La charge est assez cocasse si l’on veut bien y regarder quels sont les mouvements à l’initiative de « la primaire des Français ». Quatre au moins sont des partis de taille micro : Cap 21, de l’ex-ministre Corinne Lepage, Générations citoyens, du député européen Jean-Marie Cavada, Nous Citoyens, présidé par Nicolas Doucerain – souvent présenté comme le pendant de droite de Nouvelle Donne dans les médias –, et La Transition, fondée mi-janvier par Claude Posternak. Ce dernier est, avec l’architecte Roland Castro, le seul initiateur issu de la gauche – à la tête d’une agence de communication et de conseil stratégique, il a travaillé avec le PS, notamment sur la campagne de communication de la primaire socialiste en 2011 –, mais, comme Emmanuel Macron, il présente son mouvement comme étant « ni de droite, ni de gauche ».

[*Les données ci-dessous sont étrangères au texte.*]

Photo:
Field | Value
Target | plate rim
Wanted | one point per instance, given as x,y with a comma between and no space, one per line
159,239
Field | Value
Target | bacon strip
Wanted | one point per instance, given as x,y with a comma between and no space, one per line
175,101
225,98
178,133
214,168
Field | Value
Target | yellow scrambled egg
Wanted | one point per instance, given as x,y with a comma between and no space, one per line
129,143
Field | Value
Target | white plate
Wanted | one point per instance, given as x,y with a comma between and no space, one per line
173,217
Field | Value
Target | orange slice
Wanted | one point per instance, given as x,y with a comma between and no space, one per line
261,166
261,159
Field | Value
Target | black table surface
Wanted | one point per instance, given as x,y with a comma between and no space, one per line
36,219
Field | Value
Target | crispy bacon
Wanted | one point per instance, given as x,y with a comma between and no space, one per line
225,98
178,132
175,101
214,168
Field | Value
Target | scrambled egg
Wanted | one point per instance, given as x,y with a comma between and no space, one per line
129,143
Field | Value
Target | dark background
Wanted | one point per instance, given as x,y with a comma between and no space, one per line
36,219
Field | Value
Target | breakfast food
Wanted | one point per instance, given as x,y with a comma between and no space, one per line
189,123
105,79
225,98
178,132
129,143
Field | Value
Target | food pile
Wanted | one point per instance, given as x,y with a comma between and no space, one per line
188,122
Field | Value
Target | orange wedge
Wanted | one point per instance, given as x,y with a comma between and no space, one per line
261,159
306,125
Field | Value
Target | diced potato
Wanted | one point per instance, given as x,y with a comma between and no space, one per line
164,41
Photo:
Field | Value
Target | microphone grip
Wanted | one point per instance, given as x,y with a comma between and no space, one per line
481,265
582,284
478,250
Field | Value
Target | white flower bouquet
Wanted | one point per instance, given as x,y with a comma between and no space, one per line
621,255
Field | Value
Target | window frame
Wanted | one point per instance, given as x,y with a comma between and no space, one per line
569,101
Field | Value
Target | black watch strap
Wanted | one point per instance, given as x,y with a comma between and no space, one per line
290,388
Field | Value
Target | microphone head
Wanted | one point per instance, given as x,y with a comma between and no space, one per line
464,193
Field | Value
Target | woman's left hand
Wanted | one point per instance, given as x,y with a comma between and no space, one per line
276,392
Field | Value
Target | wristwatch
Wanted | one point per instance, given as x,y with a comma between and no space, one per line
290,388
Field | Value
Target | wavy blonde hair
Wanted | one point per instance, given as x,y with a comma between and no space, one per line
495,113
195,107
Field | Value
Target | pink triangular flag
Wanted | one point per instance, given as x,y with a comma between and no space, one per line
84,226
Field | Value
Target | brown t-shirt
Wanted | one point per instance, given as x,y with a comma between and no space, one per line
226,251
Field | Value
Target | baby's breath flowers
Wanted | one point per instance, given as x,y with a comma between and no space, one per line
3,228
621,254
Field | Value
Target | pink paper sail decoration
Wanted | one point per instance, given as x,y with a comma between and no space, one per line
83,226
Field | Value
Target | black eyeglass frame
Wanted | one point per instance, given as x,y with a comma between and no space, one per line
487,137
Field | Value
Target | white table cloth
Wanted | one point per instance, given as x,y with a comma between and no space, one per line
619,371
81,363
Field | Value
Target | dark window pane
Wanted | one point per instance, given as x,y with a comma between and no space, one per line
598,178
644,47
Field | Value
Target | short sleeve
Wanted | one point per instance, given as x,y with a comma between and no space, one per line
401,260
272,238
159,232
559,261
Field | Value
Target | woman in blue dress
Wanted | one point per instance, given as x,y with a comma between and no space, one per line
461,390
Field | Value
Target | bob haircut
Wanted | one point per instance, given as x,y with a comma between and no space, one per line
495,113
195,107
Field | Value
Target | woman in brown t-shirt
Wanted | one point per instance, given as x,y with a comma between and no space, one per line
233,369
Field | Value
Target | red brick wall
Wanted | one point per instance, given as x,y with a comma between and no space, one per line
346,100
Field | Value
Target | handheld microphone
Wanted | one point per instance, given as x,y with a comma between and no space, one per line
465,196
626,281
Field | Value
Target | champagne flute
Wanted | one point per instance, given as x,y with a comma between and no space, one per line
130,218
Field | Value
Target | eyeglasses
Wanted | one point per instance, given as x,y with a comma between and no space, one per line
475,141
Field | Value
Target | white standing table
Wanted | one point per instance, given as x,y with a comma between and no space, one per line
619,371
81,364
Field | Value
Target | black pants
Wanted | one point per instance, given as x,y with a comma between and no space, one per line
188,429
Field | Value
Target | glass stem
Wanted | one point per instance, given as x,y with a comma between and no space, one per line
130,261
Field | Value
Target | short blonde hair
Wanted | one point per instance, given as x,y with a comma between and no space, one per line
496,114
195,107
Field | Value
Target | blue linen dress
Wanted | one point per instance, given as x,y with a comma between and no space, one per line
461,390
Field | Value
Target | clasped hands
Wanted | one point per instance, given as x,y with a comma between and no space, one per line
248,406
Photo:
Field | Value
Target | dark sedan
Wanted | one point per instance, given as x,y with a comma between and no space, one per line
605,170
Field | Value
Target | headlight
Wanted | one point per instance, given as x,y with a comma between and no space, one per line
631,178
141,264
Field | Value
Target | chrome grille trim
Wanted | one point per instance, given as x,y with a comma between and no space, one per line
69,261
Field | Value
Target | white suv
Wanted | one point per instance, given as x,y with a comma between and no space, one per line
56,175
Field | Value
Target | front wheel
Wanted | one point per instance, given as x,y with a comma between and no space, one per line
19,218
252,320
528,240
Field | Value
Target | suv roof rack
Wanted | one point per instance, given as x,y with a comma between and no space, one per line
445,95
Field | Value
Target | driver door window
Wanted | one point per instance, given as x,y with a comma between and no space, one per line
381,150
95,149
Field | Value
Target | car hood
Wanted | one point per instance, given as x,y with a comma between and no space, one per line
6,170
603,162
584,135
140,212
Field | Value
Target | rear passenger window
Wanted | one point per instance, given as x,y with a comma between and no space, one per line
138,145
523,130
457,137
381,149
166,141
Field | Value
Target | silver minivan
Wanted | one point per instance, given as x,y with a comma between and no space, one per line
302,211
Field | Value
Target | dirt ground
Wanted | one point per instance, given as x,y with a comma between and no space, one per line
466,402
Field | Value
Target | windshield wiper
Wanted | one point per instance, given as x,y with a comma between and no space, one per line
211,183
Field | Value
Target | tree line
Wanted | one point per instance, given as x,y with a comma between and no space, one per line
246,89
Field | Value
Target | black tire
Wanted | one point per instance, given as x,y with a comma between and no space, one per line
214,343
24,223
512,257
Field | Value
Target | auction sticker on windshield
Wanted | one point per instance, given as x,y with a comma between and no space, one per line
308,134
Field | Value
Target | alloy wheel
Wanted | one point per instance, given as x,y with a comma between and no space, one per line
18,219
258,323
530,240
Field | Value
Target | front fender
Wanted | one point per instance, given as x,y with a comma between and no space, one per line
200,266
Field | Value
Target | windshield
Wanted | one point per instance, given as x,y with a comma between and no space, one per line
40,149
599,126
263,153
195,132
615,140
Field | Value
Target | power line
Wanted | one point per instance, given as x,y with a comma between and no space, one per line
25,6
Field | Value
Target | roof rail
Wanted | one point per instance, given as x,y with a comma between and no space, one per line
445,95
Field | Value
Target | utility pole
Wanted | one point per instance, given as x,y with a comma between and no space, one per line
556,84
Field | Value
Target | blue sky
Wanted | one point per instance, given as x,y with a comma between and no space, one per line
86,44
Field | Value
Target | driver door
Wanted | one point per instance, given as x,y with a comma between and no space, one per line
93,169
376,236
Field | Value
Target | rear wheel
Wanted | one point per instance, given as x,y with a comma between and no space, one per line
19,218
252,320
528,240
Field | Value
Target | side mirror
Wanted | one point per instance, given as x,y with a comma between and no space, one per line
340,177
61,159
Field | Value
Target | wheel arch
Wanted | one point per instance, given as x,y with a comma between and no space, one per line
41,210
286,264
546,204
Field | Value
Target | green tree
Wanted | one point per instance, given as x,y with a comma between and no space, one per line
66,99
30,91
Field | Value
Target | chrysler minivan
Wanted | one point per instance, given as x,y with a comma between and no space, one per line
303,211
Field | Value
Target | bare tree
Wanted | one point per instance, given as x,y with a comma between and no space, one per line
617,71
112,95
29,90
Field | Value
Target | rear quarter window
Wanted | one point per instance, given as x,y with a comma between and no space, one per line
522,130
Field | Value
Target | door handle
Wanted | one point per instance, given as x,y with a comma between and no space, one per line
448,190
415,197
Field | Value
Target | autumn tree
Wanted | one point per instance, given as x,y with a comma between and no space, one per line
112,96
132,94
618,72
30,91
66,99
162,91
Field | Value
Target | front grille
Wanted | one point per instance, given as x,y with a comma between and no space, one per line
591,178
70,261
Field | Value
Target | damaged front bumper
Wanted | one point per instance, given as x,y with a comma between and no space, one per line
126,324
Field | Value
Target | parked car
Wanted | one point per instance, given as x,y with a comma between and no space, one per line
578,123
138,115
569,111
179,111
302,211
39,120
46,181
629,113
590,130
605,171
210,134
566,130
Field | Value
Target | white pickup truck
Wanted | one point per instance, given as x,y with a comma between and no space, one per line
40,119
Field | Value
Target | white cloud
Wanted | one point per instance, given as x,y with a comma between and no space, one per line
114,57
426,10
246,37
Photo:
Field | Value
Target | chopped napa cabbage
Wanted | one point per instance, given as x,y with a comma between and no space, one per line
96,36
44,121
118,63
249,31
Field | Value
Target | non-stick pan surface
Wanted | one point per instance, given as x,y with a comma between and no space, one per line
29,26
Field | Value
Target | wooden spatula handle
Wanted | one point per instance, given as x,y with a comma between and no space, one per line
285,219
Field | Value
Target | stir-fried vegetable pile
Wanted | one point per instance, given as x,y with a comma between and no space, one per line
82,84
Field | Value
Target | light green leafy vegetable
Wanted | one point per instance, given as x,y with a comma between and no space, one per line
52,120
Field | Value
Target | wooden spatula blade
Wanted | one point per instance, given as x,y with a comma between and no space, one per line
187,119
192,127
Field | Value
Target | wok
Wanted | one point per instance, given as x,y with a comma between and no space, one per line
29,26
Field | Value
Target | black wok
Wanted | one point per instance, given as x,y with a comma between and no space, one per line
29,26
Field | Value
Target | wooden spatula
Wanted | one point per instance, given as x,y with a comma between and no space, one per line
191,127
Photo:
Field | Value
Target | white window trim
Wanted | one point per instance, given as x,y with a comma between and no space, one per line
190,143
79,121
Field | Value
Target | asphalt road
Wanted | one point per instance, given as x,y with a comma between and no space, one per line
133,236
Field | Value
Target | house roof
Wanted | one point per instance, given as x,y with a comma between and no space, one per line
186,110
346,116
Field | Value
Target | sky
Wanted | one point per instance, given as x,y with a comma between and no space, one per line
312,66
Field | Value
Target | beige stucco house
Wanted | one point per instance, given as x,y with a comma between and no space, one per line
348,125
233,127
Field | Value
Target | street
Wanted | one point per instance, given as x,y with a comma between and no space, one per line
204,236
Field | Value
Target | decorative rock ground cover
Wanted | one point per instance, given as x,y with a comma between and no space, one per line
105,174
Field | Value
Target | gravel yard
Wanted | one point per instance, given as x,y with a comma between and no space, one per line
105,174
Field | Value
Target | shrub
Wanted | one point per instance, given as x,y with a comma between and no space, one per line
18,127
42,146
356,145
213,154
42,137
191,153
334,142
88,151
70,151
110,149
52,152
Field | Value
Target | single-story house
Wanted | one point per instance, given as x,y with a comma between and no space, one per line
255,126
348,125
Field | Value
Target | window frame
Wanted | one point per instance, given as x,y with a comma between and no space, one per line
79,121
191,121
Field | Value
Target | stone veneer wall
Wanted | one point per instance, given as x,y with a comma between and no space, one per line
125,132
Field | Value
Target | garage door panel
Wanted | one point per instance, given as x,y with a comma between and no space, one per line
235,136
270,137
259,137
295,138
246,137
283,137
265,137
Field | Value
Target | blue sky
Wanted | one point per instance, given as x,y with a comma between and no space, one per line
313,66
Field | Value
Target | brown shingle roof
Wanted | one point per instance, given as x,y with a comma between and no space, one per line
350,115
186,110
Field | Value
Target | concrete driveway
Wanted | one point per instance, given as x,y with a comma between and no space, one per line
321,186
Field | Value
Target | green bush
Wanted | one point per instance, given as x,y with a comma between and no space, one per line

L’idée de « la primaire des Français » est de « réunir » au moins 500 000 signatures, « une masse critique », pour faire démarrer le processus. Une autre initiative, baptisée « primaire.org », lancée mi-octobre par des « citoyens ordinaires », s’est donnée pour seuil 100 000 signatures sur Internet. Six mois après son lancement, elle n’a atteint que 23 % de son objectif.
Les réfractaires
Avec 90 000 soutiens qui commencent à se réunir et travaillent à l’actualisation du programme du Front de gauche de 2012, Jean-Luc Mélenchon n’a, pour l’heure, pas de raison de regretter son refus de s’engager dans le « piège » des primaires. Trois jours avant qu’il ne « propose » sa candidature, le Mouvement républicain et citoyen (MRC) avait investi Bastien Faudot, son porte-parole. Lutte ouvrière a fait de même avec Nathalie Arthaud, le 13 mars. Et le NPA a décidé de présenter à nouveau Philippe Poutou.
[^1] Il s’agit d’un appel lancé mi-janvier, notamment par Caroline De Haas et Elliot Lepers.